In the past only the elite teams had managed to stay the Premier League course – so why would Leicester be able compete with the big boys over the remainder of the season? So, back to the question, were Leicester’s chances genuinely 5000 to 1 (or even 1000 to 1)? I don’t think they were that unlikely (easy to say in hindsight!) although they were definitely an enormous long shot. But I believe that, more importantly, there are lessons to learn from Leicester’s victory that can be applied not just to sports prediction, but other predictive disciplines and risk assessment (such as financial companies reserving for “unlikely” events) – these are:
- Genuinely unlikely events are difficult to quantify using limited data.
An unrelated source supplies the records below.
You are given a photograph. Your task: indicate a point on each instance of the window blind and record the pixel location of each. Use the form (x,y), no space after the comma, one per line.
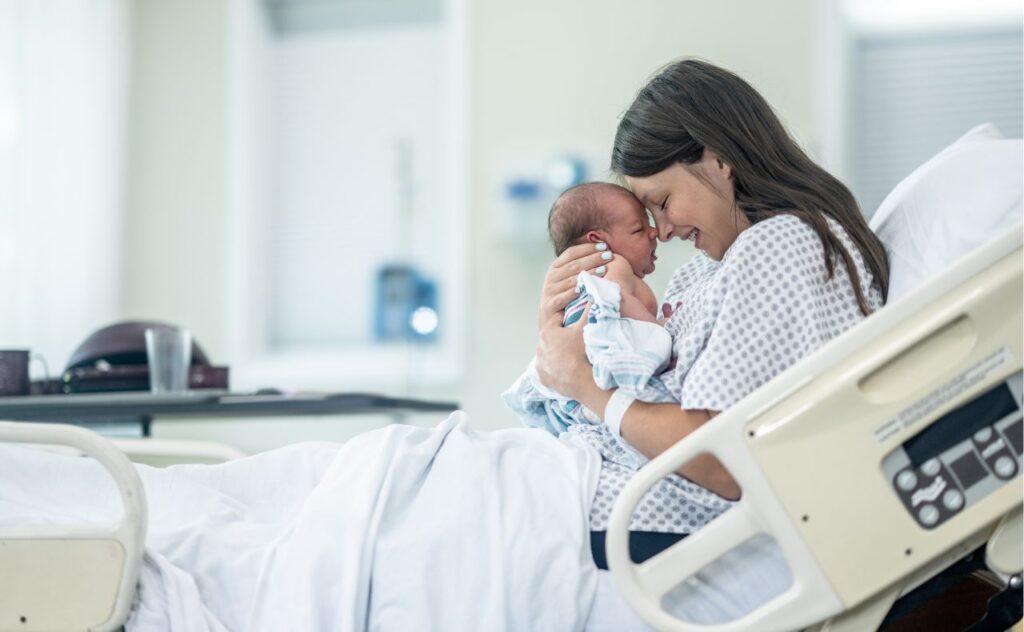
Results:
(912,94)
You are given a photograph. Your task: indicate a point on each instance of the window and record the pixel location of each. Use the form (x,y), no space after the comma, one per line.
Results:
(358,217)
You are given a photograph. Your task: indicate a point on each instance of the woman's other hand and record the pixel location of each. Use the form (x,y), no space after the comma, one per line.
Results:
(559,283)
(561,357)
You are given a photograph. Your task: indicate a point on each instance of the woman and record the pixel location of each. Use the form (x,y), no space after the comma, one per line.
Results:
(786,262)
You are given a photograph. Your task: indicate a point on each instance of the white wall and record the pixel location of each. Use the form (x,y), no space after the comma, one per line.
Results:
(64,68)
(544,77)
(177,194)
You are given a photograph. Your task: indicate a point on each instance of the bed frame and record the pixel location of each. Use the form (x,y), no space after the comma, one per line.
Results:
(74,578)
(821,450)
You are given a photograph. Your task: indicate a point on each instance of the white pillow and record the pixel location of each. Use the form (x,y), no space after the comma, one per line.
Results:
(962,198)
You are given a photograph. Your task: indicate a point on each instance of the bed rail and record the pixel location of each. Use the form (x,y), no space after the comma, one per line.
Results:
(817,453)
(73,577)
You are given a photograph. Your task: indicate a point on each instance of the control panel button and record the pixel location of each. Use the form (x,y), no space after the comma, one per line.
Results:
(952,500)
(906,480)
(931,467)
(928,515)
(1005,466)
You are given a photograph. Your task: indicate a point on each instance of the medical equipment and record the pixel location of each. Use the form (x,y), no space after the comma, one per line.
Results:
(873,464)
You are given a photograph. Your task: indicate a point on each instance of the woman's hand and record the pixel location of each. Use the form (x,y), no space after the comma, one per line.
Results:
(559,283)
(561,359)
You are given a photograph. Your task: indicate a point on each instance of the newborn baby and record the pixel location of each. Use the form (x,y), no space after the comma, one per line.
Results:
(604,212)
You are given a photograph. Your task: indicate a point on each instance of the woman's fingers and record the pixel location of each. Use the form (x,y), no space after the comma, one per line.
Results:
(555,304)
(560,282)
(578,259)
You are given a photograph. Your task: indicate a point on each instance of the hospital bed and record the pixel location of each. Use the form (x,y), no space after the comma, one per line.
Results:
(890,454)
(870,466)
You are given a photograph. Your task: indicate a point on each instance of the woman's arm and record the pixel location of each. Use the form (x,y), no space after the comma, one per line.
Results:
(651,428)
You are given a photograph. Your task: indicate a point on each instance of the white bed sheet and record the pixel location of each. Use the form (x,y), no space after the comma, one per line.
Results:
(403,528)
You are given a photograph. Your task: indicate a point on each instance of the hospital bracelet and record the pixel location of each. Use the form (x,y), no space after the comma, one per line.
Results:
(616,407)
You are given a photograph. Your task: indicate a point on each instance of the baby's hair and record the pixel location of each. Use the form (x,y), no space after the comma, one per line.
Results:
(578,211)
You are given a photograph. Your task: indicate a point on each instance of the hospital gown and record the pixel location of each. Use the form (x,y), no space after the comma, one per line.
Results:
(737,324)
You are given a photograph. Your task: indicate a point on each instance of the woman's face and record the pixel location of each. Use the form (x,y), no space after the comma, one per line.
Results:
(690,207)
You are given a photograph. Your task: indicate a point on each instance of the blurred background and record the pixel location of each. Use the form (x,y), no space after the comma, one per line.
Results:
(351,195)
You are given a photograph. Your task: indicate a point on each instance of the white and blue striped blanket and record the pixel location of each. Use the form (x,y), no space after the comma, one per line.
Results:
(626,353)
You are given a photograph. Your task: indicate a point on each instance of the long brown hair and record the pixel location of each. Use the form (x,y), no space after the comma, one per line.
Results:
(691,104)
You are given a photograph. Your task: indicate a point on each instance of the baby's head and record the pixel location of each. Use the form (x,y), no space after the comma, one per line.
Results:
(604,212)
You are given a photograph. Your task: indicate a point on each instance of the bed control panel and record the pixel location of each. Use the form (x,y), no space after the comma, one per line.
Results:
(962,457)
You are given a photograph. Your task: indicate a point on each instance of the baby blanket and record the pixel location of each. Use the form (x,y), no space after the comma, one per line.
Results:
(626,354)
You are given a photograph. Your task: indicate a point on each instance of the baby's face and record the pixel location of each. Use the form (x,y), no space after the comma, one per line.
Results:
(630,234)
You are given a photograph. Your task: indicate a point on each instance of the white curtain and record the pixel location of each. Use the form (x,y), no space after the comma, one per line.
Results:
(64,71)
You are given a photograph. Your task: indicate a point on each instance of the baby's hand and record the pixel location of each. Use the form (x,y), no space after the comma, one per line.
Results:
(667,311)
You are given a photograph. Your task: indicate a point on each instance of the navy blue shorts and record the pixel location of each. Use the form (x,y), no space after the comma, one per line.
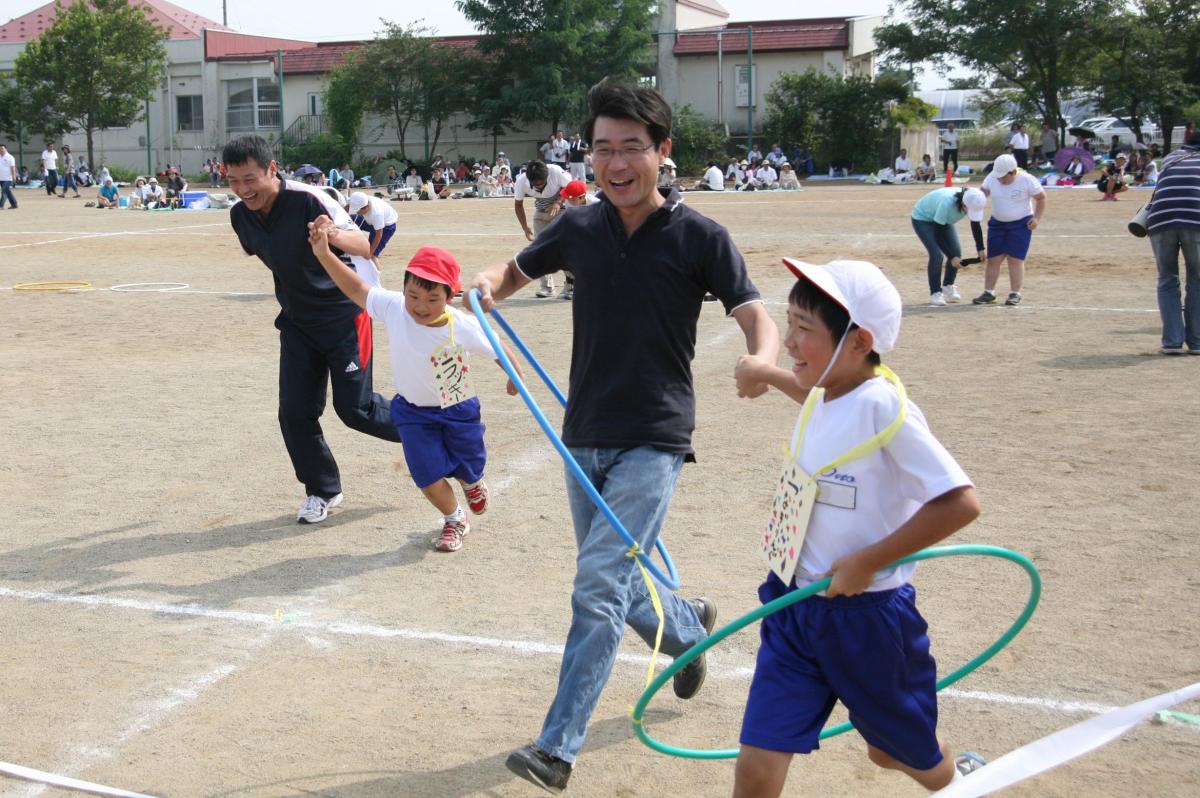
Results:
(1009,238)
(441,443)
(868,651)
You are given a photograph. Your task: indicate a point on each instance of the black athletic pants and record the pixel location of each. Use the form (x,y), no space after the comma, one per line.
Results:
(310,358)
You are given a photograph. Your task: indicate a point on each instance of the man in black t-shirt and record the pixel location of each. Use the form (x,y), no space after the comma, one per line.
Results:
(642,263)
(323,335)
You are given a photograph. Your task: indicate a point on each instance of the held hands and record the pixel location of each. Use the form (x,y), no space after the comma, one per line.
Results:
(750,375)
(851,575)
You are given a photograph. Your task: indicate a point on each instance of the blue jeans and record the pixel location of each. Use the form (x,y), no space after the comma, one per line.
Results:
(609,589)
(1181,322)
(940,240)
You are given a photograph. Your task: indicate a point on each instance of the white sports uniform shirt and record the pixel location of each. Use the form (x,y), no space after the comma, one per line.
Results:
(556,180)
(867,499)
(1014,201)
(411,345)
(378,214)
(714,179)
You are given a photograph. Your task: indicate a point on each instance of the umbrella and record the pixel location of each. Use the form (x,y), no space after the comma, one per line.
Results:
(1065,155)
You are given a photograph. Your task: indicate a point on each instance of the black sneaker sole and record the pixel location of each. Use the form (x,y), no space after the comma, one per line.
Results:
(519,766)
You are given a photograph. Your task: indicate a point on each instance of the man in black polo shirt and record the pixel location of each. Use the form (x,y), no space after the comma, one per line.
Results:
(642,263)
(323,335)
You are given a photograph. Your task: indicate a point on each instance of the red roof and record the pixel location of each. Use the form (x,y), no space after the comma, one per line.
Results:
(769,36)
(181,22)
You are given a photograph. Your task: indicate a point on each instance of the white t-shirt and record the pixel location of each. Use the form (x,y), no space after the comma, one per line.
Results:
(1014,201)
(869,498)
(714,179)
(556,180)
(411,345)
(378,214)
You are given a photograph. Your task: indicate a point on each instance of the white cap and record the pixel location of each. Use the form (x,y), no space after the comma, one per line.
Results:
(868,295)
(975,202)
(1003,165)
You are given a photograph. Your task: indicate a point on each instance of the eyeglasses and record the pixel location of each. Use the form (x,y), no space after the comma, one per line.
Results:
(627,154)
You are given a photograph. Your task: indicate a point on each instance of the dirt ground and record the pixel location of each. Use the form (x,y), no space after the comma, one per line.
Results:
(167,627)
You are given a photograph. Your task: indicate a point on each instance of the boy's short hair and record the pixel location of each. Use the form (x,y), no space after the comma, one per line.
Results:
(245,149)
(807,297)
(426,285)
(637,103)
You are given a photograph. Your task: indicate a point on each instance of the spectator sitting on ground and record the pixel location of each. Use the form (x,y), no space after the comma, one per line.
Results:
(925,171)
(108,196)
(713,179)
(1113,179)
(787,179)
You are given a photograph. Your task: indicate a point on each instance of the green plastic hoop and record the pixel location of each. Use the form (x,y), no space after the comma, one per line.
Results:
(816,587)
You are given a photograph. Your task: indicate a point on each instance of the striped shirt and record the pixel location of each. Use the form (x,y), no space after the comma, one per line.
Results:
(1176,201)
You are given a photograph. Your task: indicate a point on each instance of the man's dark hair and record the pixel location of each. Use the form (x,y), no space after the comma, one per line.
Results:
(426,285)
(807,297)
(245,149)
(621,101)
(537,172)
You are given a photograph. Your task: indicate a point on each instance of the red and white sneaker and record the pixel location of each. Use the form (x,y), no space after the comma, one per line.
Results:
(477,497)
(451,535)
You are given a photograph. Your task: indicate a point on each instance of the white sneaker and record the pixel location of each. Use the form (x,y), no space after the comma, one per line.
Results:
(316,509)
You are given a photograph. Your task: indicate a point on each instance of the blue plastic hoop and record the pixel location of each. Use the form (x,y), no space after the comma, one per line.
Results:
(671,579)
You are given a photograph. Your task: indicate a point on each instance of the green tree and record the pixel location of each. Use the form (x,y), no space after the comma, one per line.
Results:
(841,120)
(1033,46)
(91,70)
(545,54)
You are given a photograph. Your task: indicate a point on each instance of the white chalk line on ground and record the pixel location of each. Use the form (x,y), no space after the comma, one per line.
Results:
(355,629)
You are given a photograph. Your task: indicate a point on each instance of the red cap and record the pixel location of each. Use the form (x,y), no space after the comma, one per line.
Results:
(437,265)
(574,189)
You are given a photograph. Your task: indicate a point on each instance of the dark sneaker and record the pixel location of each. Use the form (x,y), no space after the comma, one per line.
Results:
(690,679)
(969,762)
(540,768)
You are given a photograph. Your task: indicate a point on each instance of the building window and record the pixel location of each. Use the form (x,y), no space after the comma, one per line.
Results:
(190,112)
(253,103)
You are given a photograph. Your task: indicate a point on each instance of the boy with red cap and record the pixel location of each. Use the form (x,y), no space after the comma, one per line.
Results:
(864,484)
(436,411)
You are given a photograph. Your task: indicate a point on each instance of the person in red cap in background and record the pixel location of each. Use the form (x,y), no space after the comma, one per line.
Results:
(435,411)
(575,193)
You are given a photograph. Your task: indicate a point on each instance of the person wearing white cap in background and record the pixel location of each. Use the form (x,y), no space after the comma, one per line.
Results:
(1018,203)
(877,486)
(377,214)
(933,219)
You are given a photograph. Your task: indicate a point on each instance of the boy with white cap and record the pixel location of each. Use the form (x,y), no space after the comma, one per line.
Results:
(378,215)
(865,483)
(1018,203)
(933,219)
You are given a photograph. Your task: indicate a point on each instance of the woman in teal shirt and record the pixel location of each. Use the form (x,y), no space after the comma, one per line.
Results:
(933,219)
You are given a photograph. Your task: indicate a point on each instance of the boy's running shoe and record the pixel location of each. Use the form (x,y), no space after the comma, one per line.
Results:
(544,769)
(316,509)
(451,535)
(477,497)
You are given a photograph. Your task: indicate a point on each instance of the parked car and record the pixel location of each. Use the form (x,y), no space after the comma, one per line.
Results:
(1108,126)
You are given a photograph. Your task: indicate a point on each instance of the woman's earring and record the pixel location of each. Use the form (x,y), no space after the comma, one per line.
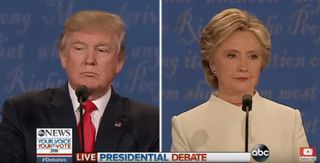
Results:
(213,70)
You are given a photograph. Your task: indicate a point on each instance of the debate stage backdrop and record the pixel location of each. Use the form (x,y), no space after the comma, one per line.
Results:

- In a changing world, don’t assume that things will stay the same, just because they have over the last few years. Conversely, extending the data set (e.g. to include old First Division data) might improve analysis
- Small changes to the way things work might make a big difference to a particular outcome. Examples of changing circumstances that may (or may not) have increased Leicester’s (and other smaller teams’) chances are:
- Improved PL prize money, meaning that even smaller teams can afford and retain top quality players
- Increased use of analytics to inform performance and recruitment
- Improved medical understanding and technology
- A combination of seemingly fortuitous factors working together can have a significant effect on chances – e.g. lack of injuries, refereeing decisions, under-performance of other teams
So will I change my model to take account of this season? No, not yet. As the chart above shows, this season has been peculiar compared with recent seasons. A few teams including Leicester (also Chelsea and Spurs) are unrecognizable from last season. But looking back at metrics, even in hindsight, I still can’t find anything that identifies Leicester’s long-term over performance or Chelsea’s long-term under performance. I think (for the reasons above) that there’s a reasonable likelihood that Premier League clubs outside the elite will continue to close the gap – but it’ll take a few years to properly test this view.